Standard CPU/memory-based autoscaling doesn’t work well for LLM workloads. Implement custom metrics based on queue depth and GPU utilization.

apiVersion: autoscaling/v2
kind: HorizontalPodAutoscaler
metadata:
  name: llm-inference-hpa
  namespace: llm-inference
spec:
  scaleTargetRef:
    apiVersion: apps/v1
    kind: Deployment
    name: llm-inference-server
  minReplicas: 2
  maxReplicas: 10
  metrics:
  - type: Pods
    pods:
      metric:
        name: queue_depth
      target:
        type: AverageValue
        averageValue: "10"
  - type: Pods
    pods:
      metric:
        name: gpu_utilization
      target:
        type: AverageValue
        averageValue: "80"
  behavior:
    scaleDown:
      stabilizationWindowSeconds: 300
      policies:
      - type: Percent
        value: 50
        periodSeconds: 60
    scaleUp:
      stabilizationWindowSeconds: 60
      policies:
      - type: Percent
        value: 100
        periodSeconds: 30

Implementing Request Batching and Queue Management

Dynamic batching significantly improves throughput. Implement a smart batching system that balances latency and throughput based on current load.

import asyncio
from collections import deque
from dataclasses import dataclass
from typing import List
import time

@dataclass
class BatchConfig:
    max_batch_size: int = 32
    max_wait_time: float = 0.1  # seconds
    min_batch_size: int = 1

class DynamicBatcher:
    def __init__(self, config: BatchConfig):
        self.config = config
        self.queue = deque()
        self.lock = asyncio.Lock()
        
    async def add_request(self, request):
        async with self.lock:
            future = asyncio.Future()
            self.queue.append((request, future, time.time()))
            return await future
    
    async def process_batches(self, inference_fn):
        while True:
            batch = await self._collect_batch()
            if batch:
                requests, futures, _ = zip(*batch)
                try:
                    results = await inference_fn(list(requests))
                    for future, result in zip(futures, results):
                        future.set_result(result)
                except Exception as e:
                    for future in futures:
                        future.set_exception(e)
            await asyncio.sleep(0.01)
    
    async def _collect_batch(self):
        start_time = time.time()
        batch = []
        
        while len(batch) < self.config.max_batch_size:
            async with self.lock:
                if self.queue:
                    batch.append(self.queue.popleft())
                elif batch and (time.time() - start_time) > self.config.max_wait_time:
                    break
                elif not batch:
                    await asyncio.sleep(0.001)
                    continue
                else:
                    await asyncio.sleep(0.001)
        
        return batch if len(batch) >= self.config.min_batch_size else None

Monitoring and Observability

Comprehensive monitoring is essential for production LLM systems. Track these critical metrics:

from prometheus_client import Counter, Histogram, Gauge, start_http_server

# Define metrics
inference_requests = Counter('llm_inference_requests_total', 
                            'Total inference requests', 
                            ['model_version', 'status'])

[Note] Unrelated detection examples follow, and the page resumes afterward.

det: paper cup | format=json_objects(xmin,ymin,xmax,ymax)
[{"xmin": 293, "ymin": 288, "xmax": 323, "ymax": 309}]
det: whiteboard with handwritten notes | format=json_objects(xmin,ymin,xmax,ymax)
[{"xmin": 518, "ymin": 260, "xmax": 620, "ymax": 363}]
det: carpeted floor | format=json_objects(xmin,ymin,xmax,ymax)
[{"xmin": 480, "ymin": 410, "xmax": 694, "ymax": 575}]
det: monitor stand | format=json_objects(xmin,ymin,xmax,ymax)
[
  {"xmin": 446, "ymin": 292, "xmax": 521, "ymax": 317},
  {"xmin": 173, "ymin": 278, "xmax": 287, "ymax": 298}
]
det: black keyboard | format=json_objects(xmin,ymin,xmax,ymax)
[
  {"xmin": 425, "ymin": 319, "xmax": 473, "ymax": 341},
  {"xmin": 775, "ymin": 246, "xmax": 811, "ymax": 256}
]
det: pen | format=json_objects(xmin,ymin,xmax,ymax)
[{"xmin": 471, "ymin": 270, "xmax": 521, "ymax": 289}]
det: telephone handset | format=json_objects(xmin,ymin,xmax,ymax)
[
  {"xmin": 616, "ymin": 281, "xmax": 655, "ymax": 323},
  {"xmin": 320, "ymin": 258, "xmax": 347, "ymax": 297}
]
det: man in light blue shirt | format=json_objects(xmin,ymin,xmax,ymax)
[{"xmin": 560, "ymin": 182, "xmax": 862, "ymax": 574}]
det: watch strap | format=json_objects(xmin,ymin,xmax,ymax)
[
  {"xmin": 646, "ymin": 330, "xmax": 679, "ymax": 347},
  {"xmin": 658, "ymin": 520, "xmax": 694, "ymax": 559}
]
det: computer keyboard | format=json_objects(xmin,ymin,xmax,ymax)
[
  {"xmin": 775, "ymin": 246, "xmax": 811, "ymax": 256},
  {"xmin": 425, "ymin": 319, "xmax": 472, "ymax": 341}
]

inference_latency = Histogram('llm_inference_latency_seconds',
                             'Inference latency in seconds',
                             ['model_version'],
                             buckets=[0.1, 0.5, 1.0, 2.0, 5.0, 10.0, 30.0])

queue_depth = Gauge('llm_queue_depth', 
                   'Current queue depth')

gpu_memory_used = Gauge('llm_gpu_memory_bytes',
                       'GPU memory used',
                       ['gpu_id'])

tokens_generated = Counter('llm_tokens_generated_total',
                          'Total tokens generated',
                          ['model_version'])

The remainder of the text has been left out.